I’ve deployed an endpoint for a RAG chain in Databricks. I’ve set scale_to_zero_enabled=True
. The problem is: Sometimes, scaling up from zero works fine and sometimes it results in an error. It’s also interesting that in spite of the exception in the logs, the serving endpoint state never changes to Error
, but remains Ready (Scaling from zero)
instead.
The logs look like this:
[b2rtc] File "/opt/conda/envs/mlflow-env/lib/python3.10/concurrent/futures/_base.py", line 403, in __get_result
[b2rtc] raise self._exception
[b2rtc] File "/opt/conda/envs/mlflow-env/lib/python3.10/site-packages/mlflowserving/scoring_server/__init__.py", line 182, in get_model_option_or_exit
[b2rtc] self.model = self.model_future.result()
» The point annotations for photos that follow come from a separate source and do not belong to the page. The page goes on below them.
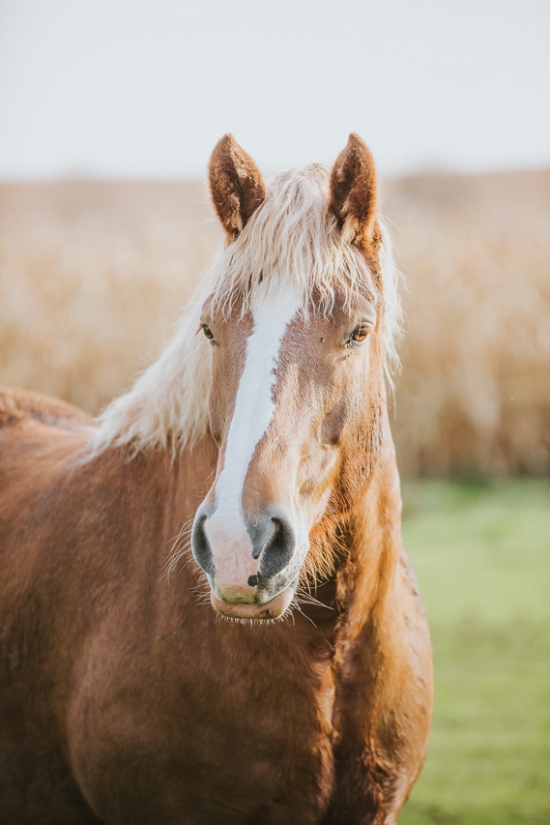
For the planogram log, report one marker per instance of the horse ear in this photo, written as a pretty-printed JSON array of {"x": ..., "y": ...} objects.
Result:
[
  {"x": 353, "y": 192},
  {"x": 236, "y": 185}
]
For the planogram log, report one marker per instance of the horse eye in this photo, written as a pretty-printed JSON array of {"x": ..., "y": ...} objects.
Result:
[
  {"x": 359, "y": 334},
  {"x": 208, "y": 332}
]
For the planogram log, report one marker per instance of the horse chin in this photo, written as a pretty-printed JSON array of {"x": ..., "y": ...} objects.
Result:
[{"x": 273, "y": 609}]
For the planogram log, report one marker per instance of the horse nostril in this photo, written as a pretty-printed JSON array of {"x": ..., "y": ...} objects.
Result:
[
  {"x": 201, "y": 547},
  {"x": 278, "y": 549}
]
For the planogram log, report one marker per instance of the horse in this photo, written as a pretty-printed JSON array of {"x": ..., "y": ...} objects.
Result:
[{"x": 207, "y": 613}]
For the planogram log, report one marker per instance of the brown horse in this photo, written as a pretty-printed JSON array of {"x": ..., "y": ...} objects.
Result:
[{"x": 304, "y": 695}]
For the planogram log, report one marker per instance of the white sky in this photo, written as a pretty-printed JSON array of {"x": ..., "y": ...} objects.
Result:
[{"x": 145, "y": 88}]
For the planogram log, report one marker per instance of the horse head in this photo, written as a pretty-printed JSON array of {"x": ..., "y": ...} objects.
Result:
[{"x": 299, "y": 342}]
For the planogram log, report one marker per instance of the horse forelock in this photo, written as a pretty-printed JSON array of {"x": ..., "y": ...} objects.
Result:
[{"x": 292, "y": 241}]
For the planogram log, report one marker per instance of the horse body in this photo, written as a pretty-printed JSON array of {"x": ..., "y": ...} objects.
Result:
[{"x": 123, "y": 699}]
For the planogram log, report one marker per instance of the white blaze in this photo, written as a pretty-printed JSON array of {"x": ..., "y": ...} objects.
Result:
[{"x": 254, "y": 409}]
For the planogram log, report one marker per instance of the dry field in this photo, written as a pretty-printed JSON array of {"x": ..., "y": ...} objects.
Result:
[{"x": 92, "y": 275}]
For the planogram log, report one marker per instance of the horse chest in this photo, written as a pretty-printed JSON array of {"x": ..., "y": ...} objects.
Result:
[{"x": 227, "y": 735}]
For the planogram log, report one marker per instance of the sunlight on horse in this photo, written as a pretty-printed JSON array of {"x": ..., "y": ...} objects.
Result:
[{"x": 260, "y": 443}]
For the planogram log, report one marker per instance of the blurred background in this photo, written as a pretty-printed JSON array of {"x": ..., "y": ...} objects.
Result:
[{"x": 109, "y": 110}]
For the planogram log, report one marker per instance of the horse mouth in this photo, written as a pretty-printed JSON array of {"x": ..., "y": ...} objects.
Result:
[{"x": 273, "y": 609}]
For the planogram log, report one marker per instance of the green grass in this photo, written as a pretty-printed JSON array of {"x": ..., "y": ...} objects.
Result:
[{"x": 482, "y": 558}]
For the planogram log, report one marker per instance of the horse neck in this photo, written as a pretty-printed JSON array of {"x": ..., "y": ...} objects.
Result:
[{"x": 367, "y": 577}]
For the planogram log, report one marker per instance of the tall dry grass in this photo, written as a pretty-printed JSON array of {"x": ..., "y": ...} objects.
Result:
[{"x": 92, "y": 275}]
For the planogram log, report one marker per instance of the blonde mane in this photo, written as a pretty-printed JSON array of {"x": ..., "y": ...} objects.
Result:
[{"x": 292, "y": 237}]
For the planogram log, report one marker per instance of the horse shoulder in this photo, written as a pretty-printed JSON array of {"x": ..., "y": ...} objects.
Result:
[{"x": 18, "y": 407}]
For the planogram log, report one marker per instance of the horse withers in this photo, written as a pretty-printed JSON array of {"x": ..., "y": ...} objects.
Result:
[{"x": 273, "y": 663}]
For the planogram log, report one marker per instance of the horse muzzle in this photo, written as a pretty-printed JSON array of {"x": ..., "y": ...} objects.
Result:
[{"x": 250, "y": 564}]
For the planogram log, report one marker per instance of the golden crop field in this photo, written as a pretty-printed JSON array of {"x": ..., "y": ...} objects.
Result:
[{"x": 92, "y": 275}]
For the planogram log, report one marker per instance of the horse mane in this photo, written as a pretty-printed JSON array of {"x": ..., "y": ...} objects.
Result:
[{"x": 293, "y": 238}]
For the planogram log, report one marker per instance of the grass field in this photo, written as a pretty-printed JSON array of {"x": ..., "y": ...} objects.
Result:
[{"x": 482, "y": 558}]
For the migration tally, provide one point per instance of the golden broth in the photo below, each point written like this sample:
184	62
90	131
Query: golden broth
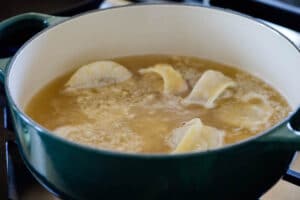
135	116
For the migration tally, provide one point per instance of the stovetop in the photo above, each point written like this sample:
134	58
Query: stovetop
21	184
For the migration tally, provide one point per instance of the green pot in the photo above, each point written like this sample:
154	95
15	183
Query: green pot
244	170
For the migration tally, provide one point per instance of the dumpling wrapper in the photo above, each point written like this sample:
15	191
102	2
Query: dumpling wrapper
98	74
251	113
195	136
173	81
208	88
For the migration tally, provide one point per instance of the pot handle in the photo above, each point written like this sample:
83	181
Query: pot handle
289	136
15	31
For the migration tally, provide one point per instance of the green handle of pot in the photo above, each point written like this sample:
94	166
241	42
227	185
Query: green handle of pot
287	134
15	31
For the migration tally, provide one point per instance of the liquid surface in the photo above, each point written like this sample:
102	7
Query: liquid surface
135	116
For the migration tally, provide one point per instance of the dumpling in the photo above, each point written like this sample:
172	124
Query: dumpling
98	74
208	88
173	81
252	112
195	136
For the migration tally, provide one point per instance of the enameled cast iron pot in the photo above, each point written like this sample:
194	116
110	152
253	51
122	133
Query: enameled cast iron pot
242	170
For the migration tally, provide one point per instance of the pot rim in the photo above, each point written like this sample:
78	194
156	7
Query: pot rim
115	153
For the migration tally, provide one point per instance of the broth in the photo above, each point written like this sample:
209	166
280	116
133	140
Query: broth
135	116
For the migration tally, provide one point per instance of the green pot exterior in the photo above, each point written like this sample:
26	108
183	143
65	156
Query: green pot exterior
242	171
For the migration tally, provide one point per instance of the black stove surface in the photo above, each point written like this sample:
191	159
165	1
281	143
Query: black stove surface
16	182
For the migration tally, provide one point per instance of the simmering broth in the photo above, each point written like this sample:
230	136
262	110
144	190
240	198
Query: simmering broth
136	116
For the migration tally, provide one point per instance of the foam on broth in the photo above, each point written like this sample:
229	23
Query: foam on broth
135	116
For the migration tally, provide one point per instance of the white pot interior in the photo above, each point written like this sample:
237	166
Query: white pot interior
156	29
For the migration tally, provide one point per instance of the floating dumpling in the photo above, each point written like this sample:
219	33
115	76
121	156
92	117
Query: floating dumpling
173	81
208	88
252	112
195	136
98	74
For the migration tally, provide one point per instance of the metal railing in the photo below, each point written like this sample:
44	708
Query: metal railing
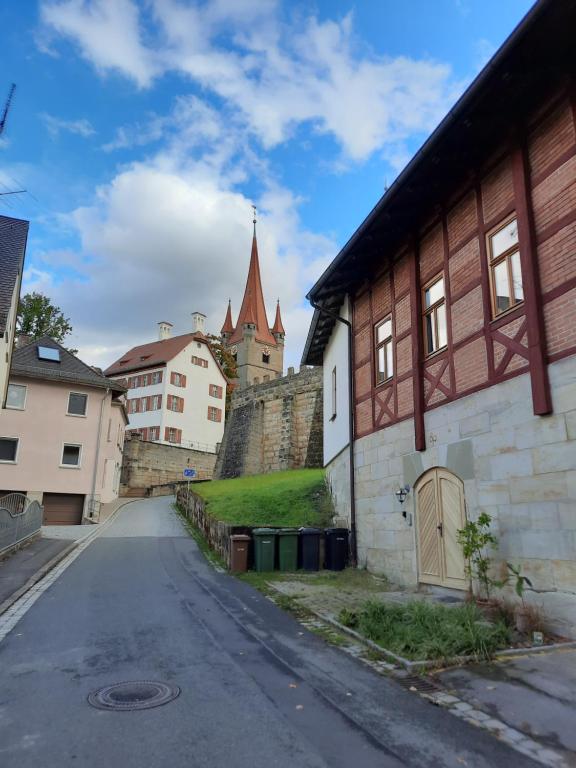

[b2rtc] File "/opt/conda/envs/mlflow-env/lib/python3.10/concurrent/futures/_base.py", line 451, in result
[b2rtc] return self.__get_result()
[b2rtc] File "/opt/conda/envs/mlflow-env/lib/python3.10/concurrent/futures/_base.py", line 403, in __get_result
[b2rtc] raise self._exception
[b2rtc] File "/opt/conda/envs/mlflow-env/lib/python3.10/site-packages/mlflowserving/scoring_server/__init__.py", line 182, in get_model_option_or_exit
[b2rtc] self.model = self.model_future.result()
[b2rtc] File "/opt/conda/envs/mlflow-env/lib/python3.10/concurrent/futures/_base.py", line 451, in result
...
...
It goes on and on, but it’s the same six lines over and over again.
I’ve tried to google it, but I haven’t gotten any closer to the cause of this behaviour. Any ideas?